米Appleが3月21日にスペシャルイベントを開催する。噂される4インチのiPhoneや9.7インチiPadの新製品、そしてプライバシー保護とセキュリティを巡るFBIとの対立に世間一般の注目が集まっているが、Apple Payを忘れてはならない。iPhone 5s発売から2年半が経過し、iPhone 5sユーザーの2年縛りが終了し始めて機種変更を考えたくなるタイミングである。噂通りにNFCを搭載する4インチiPhoneの新製品が登場し、そしてiPhone 5sが引退したら発売中の全てのiPhoneがApple Payに対応することになる。

私はApple Payが米国でサービス開始になってすぐに使い始め、Apple Payを日常的に使うようになって現金を持ち歩くようになった。米国ではクレジットカードで支払うことがほとんどなので、以前はクレジットカード以外にはコーヒー代程度の現金しか持ち歩かなかった。ところが、Apple Payはクレジットカードのようにどこでも使えるわけではない。だから、常に100ドルぐらいの現金を持つようになった。

現金は不足することもあるし、銀行から引き出すのも面倒だ。それなら、以前と同じようにクレジットカードで支払った方が便利と言えば便利である。「それって不便になってないか…」と言われることも度々だ。

でも、TARGETやHome Depotからクレジットカード情報が大量流出するような事件が続き、磁気ストライプのクレジットカードを読み取らせることに抵抗を感じるようになった。Apple Payは登録してあるクレジット口座の情報を店側に渡すことなく、支払いごとに生成する一時的な決済用の番号をやり取りするので、後で店側からクレジットカード情報が流出する心配がない。その安心感は何ものにも変えがたい。

もちろんApple Payでなければならないというわけではない。私はいつもiPhoneを持ち歩いているからApple Payというだけで、Android Payでも構わない。要は、安全な支払い方法を使いたい。NFC決済に関しては「普及するか?」 とか、「どのサービスが市場を制するか?」というような視点の報道が溢れているが、磁気ストライプのクレジットカードをそのまま使うリスクは大きく、その問題の解消は待ったなしである。別にNFC決済でなくとも、クレジットカードが今直面している問題を解決できる方法が普及するべきなのだ。

まだ不便も感じるけど、米国ではApple Payだけでも何とかなる程度にまで普及しており、Apple Payが使えない場所を現金で補う方法で不満はない。以前のように「ここでもApple Payが使えない」とApple Payにがっかりするのではなく、最近は安全で便利な支払い方法をサポートしない店側にがっかりするようになった。

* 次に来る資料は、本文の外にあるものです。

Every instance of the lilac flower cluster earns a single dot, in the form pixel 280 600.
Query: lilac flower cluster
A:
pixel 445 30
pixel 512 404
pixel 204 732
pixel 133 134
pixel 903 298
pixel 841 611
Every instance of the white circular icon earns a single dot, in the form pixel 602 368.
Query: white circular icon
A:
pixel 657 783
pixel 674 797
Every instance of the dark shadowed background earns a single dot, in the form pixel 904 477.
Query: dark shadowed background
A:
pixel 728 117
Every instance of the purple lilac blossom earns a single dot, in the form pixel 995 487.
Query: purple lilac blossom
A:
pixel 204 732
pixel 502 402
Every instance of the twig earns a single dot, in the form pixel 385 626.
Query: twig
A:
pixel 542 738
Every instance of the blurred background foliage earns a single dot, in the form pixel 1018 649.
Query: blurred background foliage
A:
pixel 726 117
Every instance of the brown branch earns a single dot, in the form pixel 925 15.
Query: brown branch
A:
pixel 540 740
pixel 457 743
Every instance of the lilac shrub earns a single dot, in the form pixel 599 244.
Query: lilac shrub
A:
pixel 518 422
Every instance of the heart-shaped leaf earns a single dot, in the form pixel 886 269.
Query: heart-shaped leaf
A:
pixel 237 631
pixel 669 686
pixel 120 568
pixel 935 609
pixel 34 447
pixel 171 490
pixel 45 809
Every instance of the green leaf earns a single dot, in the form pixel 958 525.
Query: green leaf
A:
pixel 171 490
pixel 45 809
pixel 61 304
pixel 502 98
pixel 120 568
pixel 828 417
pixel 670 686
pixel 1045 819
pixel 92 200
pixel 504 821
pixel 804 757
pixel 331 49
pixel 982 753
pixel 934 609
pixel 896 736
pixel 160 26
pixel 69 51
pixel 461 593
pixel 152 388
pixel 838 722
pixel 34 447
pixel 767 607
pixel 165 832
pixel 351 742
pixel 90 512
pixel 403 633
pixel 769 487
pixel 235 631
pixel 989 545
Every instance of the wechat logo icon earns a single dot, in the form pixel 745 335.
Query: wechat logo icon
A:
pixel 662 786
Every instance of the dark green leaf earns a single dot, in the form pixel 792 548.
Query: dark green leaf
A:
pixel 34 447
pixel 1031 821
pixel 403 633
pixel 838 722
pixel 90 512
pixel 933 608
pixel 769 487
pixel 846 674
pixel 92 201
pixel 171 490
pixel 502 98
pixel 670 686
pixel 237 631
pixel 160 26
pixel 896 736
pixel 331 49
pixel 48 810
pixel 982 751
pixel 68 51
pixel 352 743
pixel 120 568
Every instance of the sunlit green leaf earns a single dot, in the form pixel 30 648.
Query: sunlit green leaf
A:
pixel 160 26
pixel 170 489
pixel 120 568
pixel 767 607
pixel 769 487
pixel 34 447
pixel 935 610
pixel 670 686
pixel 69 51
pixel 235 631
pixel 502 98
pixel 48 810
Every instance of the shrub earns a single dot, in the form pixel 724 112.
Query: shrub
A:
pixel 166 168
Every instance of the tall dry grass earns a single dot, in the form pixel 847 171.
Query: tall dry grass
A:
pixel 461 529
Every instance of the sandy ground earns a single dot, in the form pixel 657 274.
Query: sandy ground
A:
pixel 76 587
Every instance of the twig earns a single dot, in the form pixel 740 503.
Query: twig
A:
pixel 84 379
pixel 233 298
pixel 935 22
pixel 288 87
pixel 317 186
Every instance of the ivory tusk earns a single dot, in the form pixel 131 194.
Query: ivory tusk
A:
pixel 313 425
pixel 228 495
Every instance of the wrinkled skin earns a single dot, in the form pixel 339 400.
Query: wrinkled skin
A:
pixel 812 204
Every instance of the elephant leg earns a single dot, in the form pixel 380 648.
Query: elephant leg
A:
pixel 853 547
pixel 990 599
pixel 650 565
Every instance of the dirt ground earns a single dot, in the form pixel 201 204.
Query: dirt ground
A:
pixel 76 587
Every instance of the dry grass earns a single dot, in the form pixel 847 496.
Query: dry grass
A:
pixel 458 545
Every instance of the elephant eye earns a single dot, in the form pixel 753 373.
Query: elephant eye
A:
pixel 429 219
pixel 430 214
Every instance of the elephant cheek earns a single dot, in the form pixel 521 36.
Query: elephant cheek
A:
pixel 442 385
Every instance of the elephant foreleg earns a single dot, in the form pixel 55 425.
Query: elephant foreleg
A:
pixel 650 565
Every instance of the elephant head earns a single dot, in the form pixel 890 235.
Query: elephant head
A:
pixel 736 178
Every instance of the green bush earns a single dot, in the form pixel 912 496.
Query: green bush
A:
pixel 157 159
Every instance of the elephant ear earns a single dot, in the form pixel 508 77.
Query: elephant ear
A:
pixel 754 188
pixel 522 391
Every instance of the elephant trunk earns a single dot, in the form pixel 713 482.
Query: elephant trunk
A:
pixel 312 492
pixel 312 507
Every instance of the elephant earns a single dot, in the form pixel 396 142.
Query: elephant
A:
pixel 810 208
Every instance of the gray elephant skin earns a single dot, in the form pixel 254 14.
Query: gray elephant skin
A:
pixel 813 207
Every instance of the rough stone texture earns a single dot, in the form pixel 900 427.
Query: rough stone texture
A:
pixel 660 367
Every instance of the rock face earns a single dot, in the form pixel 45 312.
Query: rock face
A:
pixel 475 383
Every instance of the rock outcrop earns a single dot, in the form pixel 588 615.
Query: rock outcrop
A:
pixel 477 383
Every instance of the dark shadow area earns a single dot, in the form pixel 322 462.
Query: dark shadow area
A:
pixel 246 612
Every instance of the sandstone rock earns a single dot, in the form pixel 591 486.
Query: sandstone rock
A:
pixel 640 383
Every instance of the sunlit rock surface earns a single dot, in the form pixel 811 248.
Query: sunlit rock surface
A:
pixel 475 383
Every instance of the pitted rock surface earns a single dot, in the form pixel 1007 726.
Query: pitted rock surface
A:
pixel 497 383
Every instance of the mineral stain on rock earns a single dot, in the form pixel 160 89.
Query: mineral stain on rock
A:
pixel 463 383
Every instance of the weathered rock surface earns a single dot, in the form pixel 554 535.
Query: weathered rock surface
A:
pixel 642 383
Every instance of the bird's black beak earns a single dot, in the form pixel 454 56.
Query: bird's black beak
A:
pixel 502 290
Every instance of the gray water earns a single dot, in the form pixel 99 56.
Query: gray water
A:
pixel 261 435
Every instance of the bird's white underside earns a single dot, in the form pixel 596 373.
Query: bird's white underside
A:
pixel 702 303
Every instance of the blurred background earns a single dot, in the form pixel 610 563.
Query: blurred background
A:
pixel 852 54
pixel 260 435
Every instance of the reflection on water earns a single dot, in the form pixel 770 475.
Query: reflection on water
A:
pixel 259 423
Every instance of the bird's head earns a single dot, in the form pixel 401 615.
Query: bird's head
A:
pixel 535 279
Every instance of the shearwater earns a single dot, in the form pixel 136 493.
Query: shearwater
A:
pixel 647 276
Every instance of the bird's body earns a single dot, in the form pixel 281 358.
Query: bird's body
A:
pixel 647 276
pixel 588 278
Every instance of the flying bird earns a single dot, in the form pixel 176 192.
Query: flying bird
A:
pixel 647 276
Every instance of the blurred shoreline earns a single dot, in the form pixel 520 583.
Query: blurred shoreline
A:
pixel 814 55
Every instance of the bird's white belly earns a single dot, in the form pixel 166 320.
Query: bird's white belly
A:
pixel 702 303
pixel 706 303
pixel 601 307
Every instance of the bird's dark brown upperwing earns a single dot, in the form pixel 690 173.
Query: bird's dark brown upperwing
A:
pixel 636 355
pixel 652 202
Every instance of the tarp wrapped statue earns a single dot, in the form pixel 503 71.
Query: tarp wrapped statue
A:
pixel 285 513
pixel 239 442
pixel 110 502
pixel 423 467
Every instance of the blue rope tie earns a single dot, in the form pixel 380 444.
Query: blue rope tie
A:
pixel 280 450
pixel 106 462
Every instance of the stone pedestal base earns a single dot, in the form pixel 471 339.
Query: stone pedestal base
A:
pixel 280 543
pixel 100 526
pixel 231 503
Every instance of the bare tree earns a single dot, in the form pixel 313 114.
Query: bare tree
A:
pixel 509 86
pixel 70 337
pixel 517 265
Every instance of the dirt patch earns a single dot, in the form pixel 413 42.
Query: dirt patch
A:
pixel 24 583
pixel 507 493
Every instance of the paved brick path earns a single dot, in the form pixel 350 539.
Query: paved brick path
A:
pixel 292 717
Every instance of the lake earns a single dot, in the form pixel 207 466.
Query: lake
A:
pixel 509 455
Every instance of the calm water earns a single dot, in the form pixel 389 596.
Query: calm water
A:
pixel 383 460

ICチップカードのトラブルがApple Payに追い風

Apple PayやAndroid Payを使える場所が増えたのは、クレジットカード会社による大胆な改革が昨年実行されたからだ。加盟店がICチップカードの読み取りに対応しない場合、偽造犯罪の損失を加盟店契約会社にも負わせるようにし、それによってEMV対応端末への切り替えが一気に進んだ。EMV対応端末の多くはNFC決済をサポートしており、EMVへのPOS端末のアップグレードと共にNFC決済を利用できる場所が増加したのだ。

ニワトリとタマゴのニワトリは着実に増えている。ただ、使ったことがないものへの恐れは根強いようで、NFC決済に対応している店でApple PayやAndroid Payで支払っている人を見かけることはまだ少ない。実際に使ってみたら磁気ストライプのクレジットカードよりも便利なのだが、使ってみないと分からないことを使ったことがない人はメリットとして実感できない。なかなかタマゴが増えないのが現状である。

でも、その課題をNFC決済が克服できるチャンスが到来している。

カードの更新を迎えてEMVチップを備えたカードが利用者に広まり、米国のスーパーなどでは今、EMVチップがらみのトラブルが頻発している。磁気ストライプのカードに比べると処理に時間がかかり、エラーが起こることも少なくない。長い行列のレジで「値段の確認」になるとイライラするものだが、今はEMVチップのトラブル発生が行列をイライラさせる原因になっている。また、初めてのEMVチップ搭載カードの使い方に戸惑う利用者も多く、不便になったクレジットカードに不満を覚えた利用者が安全かつ便利な支払い方法としてNFC決済に目を向けるようになり始めている。

EMVチップに対応した端末を導入しているのにチップを差し込むところをテープでふさいで使用を拒否している小売店も……

Appleが4インチiPhoneの新製品を投入する理由は様々だと思うが、もしこのタイミングで登場したら間違いなくApple Payユーザーの増加を加速させるものになるだろう。日本においてApple PayやAndroid Payは、日本国内の既存の決済方法と比較した議論になりがちだが、海外に出かけた時に簡単かつ安全に支払いを済ませるための方法というだけでもサポートされる価値は十分にあると思う。